Когда Шими учился в выпускном классе школы, там читали вслух по ролям «Короля Лира». Пьеса соответствовала духу нации. «Нам, младшим, не придется, может быть, / Ни столько видеть, — ни так долго жить» [16]. Шими, этой ходячей неотвратимой катастрофе, поручили читать за старика короля.
Но Перкин «Орешек» Пэджетт, сквернослов с перхотью и нездоровой кожей, все испортил. «Прошу тут расстегнуть…» — прочитал Шими довольно безразлично, чувствуя облегчение от близящегося конца мучения. «И я покажу тебе мои орешки», — прошептал Пэджетт так, что услышали все, включая учителя английского Брендона Венверса. Перкин Пэджетт был одержим стремлением демонстрировать данную скрытую часть своей анатомии на каждом уроке, но не грубо, просто высунув наружу, а исподволь, неожиданно, при возможности даже серьезно, как бы по бескорыстной лингвистической или антропологической учебной надобности вычленить подспудную сексуальность. Слово «орех» было его излюбленным паролем, он норовил переставить в нем три последние буквы, после чего, пойманный учителем, бурно отрицал малейший намек на похотливые намерения.
В мальчишеской компании всегда найдется один, взваливающий на себя сексуальное просвещение остальных. Перкин «Орешек» Пэджетт окормлял класс Шими, а также осуществлял индивидуальное целительное шефство над ним самим.
Нуждался ли в этом Шими? По его собственному разумению, в тот год, когда грянула война, он ухнул в клоаку своей натуры и обнаружил там вещи, о которых не успевает узнать за жизнь иной взрослый мужчина. Но во многих других отношениях он был неопытен и наивен. Он никогда не целовался с девочкой, девичьей руки в своей и то не держал.

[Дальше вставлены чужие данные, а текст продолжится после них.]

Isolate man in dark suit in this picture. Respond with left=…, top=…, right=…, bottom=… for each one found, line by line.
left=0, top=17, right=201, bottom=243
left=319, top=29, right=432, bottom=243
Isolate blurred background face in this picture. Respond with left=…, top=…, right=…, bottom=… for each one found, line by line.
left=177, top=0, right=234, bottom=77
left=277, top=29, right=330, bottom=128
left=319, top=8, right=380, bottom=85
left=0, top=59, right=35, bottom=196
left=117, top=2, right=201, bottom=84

Заметив его робость, Перкин Пэджетт предложил научить его словам, которые понадобятся ему если не сейчас, то в последующей жизни. Например, словам, обозначающим предметы дамского туалета. Шими зажал уши. В словах для мужского туалета он тоже не нуждается, и дал понять это Перкину, когда тот исчерпал дамский перечень.
— А как же суспензорий?
— Без этого я тем более обойдусь.
— Почему? Это слово не грубое.
— Да, оно шуточное.
— Ты внедряешь новый критерий?
— Ничего я не внедряю. Шуточность — двоюродная сестра вульгарности, она высмеивает серьезные вещи.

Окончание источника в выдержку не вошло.